Kasus Dugaan Ijazah Palsu Jokowi, Bonatua Silalahi Diperiksa sebagai Saksi Ahli di Polda Metro Jaya

Kasus Dugaan Ijazah Palsu Jokowi, Bonatua Silalahi Diperiksa sebagai Saksi Ahli di Polda Metro Jaya

Jakarta, Faktaindonesianews.com – Polda Metro Jaya kembali melanjutkan pemeriksaan dalam kasus dugaan ijazah palsu Presiden ke-7 RI Joko Widodo (Jokowi). Kali ini, penyidik menjadwalkan pemeriksaan terhadap pengamat kebijakan publik Bonatua Silalahi sebagai saksi ahli, Rabu (11/2).

Bonatua diajukan sebagai saksi ahli meringankan oleh tiga tersangka, yakni Roy Suryo, Rismon Hasiholan Sianipar, dan dr. Tifauziah Tyassuma yang dikenal dengan sebutan trio RRT.

Bacaan Lainnya

“Benar (hari ini akan diperiksa sebagai saksi ahli),” kata Bonatua saat dikonfirmasi.

Bawa Salinan Ijazah Tanpa Sensor

Dalam pemeriksaan tersebut, Bonatua mengaku akan membawa salinan ijazah Jokowi yang telah ia peroleh secara resmi dari Komisi Pemilihan Umum (KPU) RI. Dokumen itu ia dapatkan setelah melalui proses sengketa informasi di Komisi Informasi Pusat (KIP).

“Iya (salinan ijazah Jokowi) dibawa,” ujarnya singkat.

Sebelumnya, Bonatua menyatakan telah menerima fotokopi ijazah terlegalisir berwarna tanpa sensor dari KPU RI pada Senin (9/2).
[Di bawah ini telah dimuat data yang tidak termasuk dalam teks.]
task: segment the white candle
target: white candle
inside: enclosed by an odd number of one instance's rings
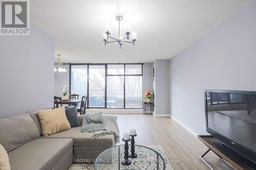
[[[109,25],[106,26],[106,32],[110,32],[110,27]]]
[[[124,133],[123,134],[123,139],[124,140],[129,140],[130,139],[130,133],[128,132]]]
[[[134,128],[130,130],[130,134],[131,135],[135,135],[136,134],[136,130]]]
[[[131,26],[129,25],[126,25],[126,32],[129,32],[131,31]]]

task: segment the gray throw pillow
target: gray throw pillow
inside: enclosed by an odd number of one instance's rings
[[[78,115],[76,111],[76,107],[72,107],[65,108],[66,115],[71,128],[80,126]]]

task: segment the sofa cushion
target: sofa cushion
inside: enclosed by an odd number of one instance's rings
[[[78,119],[78,114],[76,111],[76,107],[71,107],[65,108],[66,115],[67,118],[71,126],[71,128],[80,126]]]
[[[71,138],[73,140],[74,145],[83,146],[113,146],[115,144],[114,135],[107,135],[103,137],[95,139],[92,137],[94,133],[81,132],[81,127],[72,128],[70,130],[62,131],[47,137],[42,138]]]
[[[10,163],[9,162],[8,154],[0,144],[0,169],[11,170]]]
[[[39,110],[38,112],[44,136],[47,136],[71,128],[64,107],[54,109]]]
[[[8,153],[11,169],[51,169],[72,149],[71,139],[37,138]]]
[[[33,118],[35,122],[36,126],[37,126],[37,129],[38,129],[39,133],[40,133],[40,136],[42,134],[42,129],[41,128],[41,123],[40,123],[40,119],[39,119],[38,112],[37,111],[30,111],[28,113],[29,114],[30,116]]]
[[[8,152],[40,136],[28,113],[0,118],[0,143]]]

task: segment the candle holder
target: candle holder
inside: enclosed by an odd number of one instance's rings
[[[132,136],[132,140],[131,140],[131,144],[132,144],[131,146],[131,153],[129,154],[129,157],[131,158],[137,158],[137,153],[135,152],[135,146],[134,145],[134,143],[135,143],[135,141],[134,141],[134,137],[137,136],[137,134],[134,135],[130,135]]]
[[[122,160],[122,164],[125,166],[130,165],[132,163],[132,162],[129,156],[129,151],[128,150],[129,149],[129,145],[128,145],[128,142],[131,141],[131,139],[125,140],[122,138],[122,140],[125,142],[125,144],[124,144],[124,156],[123,157],[124,159]]]

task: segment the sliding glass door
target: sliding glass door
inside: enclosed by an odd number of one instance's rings
[[[105,65],[89,65],[89,107],[105,107]]]
[[[141,64],[71,64],[70,92],[88,94],[88,108],[142,108]]]
[[[87,94],[87,65],[71,65],[70,93],[78,94],[79,99]]]

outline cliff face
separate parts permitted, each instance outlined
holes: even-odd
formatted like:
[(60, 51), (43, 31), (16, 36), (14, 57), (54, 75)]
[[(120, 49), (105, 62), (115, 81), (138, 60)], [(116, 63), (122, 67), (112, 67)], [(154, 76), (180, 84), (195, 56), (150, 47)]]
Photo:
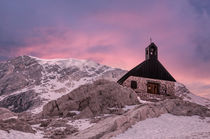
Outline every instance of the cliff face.
[(19, 56), (0, 63), (0, 106), (40, 112), (50, 100), (97, 79), (116, 81), (125, 71), (90, 60)]

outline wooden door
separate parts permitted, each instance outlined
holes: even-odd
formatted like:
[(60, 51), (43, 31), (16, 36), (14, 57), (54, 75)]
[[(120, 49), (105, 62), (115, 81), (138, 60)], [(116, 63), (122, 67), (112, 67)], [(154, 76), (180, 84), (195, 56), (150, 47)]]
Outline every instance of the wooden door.
[(147, 83), (147, 93), (159, 94), (159, 84), (157, 83)]

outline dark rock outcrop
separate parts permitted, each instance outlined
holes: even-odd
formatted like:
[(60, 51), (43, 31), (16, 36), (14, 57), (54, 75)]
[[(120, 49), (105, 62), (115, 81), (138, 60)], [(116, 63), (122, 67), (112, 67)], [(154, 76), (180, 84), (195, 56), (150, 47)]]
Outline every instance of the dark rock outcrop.
[(35, 103), (40, 103), (40, 100), (36, 97), (37, 94), (31, 90), (10, 95), (0, 101), (0, 107), (8, 108), (13, 112), (23, 112), (28, 110)]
Ia bahkan menyampaikan apresiasi atas langkah KPU yang akhirnya menyerahkan dokumen tersebut secara utuh.

“Terima kasih KPU. Artinya memang ini buktinya bahwa tak sempat saya simpan ini selalu langsung saya kasih ke publik. Nah, dengan begitu ya mengapa inti acara kita ini adalah menerima salinan resmi fotokopi ijazah, ini saya catat ya, fotokopi ijazah terlegalisir berwarna tanpa sensor,” ujar Bonatua.

Sembilan Informasi yang Sebelumnya Dikaburkan

Dalam proses sengketa sebelumnya, Bonatua menyebut terdapat sembilan informasi penting yang sempat disembunyikan atau dikaburkan oleh KPU dalam salinan ijazah kelulusan Jokowi dari Universitas Gadjah Mada (UGM).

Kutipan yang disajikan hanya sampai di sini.